Ce que nous avons compris de l’économie de Marché
A ma connaissance aucune réflexion systémique n’a été menée sur la question : comment établir une cohérence interne entre les différents départements ministériels, entre le secteur privé et l’état, entre le social et l’économique et entre le court, le moyen et le long terme ? Comment s’articulent toutes ces décisions pour produire de la cohérence ? La lecture des expériences des pays développés produit de précieuses leçons. Ces derniers ont opéré par des plans indicatifs pendant une longue période avant qu’un autre schéma ne leur soit substitué. Les priorités et les objectifs politiques furent traduits en programme d’actions au sein d’institutions clairement définis. En France c’était le commissariat au plan ou se réalisait la cohérence des différents programmes et des différentes actions des départements ministériels. L’exemple de réussite le plus connu fut celui du bureau central de planification des Pays Bas (la Hollande) présidé par Jan Tinbergen (Premier prix Nobel d’Economie avec Ragnar Frish en 1969). Ce genre de planification fut radicalement différent de la planification centralisée des pays ex socialistes. On estime à partir des travaux quantitatifs, les comportements des agents économiques et on manipule les outils pour obtenir les comportements et les objectifs désirés. Ainsi, les taxes, les lois, les crédits, les tarifs douaniers etc. Sont manipulés à des fins d’équilibres économiques.

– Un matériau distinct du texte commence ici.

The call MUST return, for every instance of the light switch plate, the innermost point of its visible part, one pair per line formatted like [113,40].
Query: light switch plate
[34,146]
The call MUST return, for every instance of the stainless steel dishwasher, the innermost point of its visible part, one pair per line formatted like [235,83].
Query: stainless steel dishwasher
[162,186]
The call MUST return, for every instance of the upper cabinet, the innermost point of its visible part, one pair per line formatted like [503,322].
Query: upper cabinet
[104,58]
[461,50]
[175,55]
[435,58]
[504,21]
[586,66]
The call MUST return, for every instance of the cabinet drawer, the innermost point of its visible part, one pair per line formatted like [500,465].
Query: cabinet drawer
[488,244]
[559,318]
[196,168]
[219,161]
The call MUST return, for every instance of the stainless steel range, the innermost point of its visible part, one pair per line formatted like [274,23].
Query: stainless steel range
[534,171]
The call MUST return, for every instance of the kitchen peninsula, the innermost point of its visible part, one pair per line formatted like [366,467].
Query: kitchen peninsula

Les économies de marché ont fait fortement évoluer leur manière de réguler leurs économies. Mais l’évolution s’est produite sous deux conditions : premièrement un haut niveau de reconstruction après guerre fut atteint. Un haut degré de maitrise managérial fut atteint par les entreprises et les institutions. Lorsque le mode de fonctionnement du tissu institutionnel fut jugé adéquat, ce sont surtout les politiques monétaires et budgétaires qui furent manipulées pour faire opérer l’économie proche de ses équilibres. On fait alors très peu de planification indicative. On s’oriente vers un autre schéma : tirer profit des travaux de nombreux Think Tanks pour en tisser un programme d’action piloté par une quelconque institution, comme un comité de conseillers ou un commissariat à la prospective. Mais l’idée d’une programmation, d’une lisibilité à long terme, d’un suivi permanent des développements nationaux et internationaux subsiste. La manière d’architecturer une cohérence économique a toujours été une préoccupation principale. Mais lors du passage à l’économie de marché nos décideurs avaient compris tout autre chose.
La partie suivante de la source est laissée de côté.